ALEXANDRE HENRY | COLUNISTA

O nome dele é Yuki Kawauchi e, uma semana depois do seu feito extraordinário, a maioria dos mortais já o conhece. Yuki é o japonês que venceu a Maratona de Boston há poucos dias, uma das provas mais tradicionais da categoria. Por que ele ficou famoso? Bom, vencer essa maratona já seria um motivo, mas se você é um japonês amador, que não corre profissionalmente, que não tem patrocínio, não treina como um atleta de ponta e trabalha como funcionário público em uma escola no Japão, então é natural que você vire celebridade de um dia para o outro, após essa vitória absolutamente inesperada.

As pessoas gostam de histórias assim, tanto que uma das passagens mais famosas da Bíblia, narrada no primeiro livro de Samuel, é a de Davi contra Golias. Davi, jovem e franzino, sem uma espada e uma couraça para se defender, derrotou o maior dos guerreiros filisteus, que tinha quase três metros de altura. Seu feito biblicamente narrado é a representação maior da vitória do mais fraco contra o mais forte.
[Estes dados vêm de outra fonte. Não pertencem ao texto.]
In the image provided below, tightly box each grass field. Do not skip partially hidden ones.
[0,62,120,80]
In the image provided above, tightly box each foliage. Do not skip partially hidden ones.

Gostamos disso porque, em geral, a maioria das pessoas não possui os predicados de um Golias e, trazendo a reflexão para os dias de hoje novamente, nem de um corredor queniano forjado para vencer maratonas. Quando nós testemunhamos um feito como o de Yuki, algo extremamente raro, nós nos damos conta de que, apesar da raridade, algo assim é possível, conclusão que enche a alma de cada comum mortal com um bem muito precioso: a esperança. Se Yuki, aquele japonês amador e esquisito como eu, conseguiu vencer a Maratona de Boston, derrotando os maiores campeões do planeta, por que eu não posso vencer também os meus desafios?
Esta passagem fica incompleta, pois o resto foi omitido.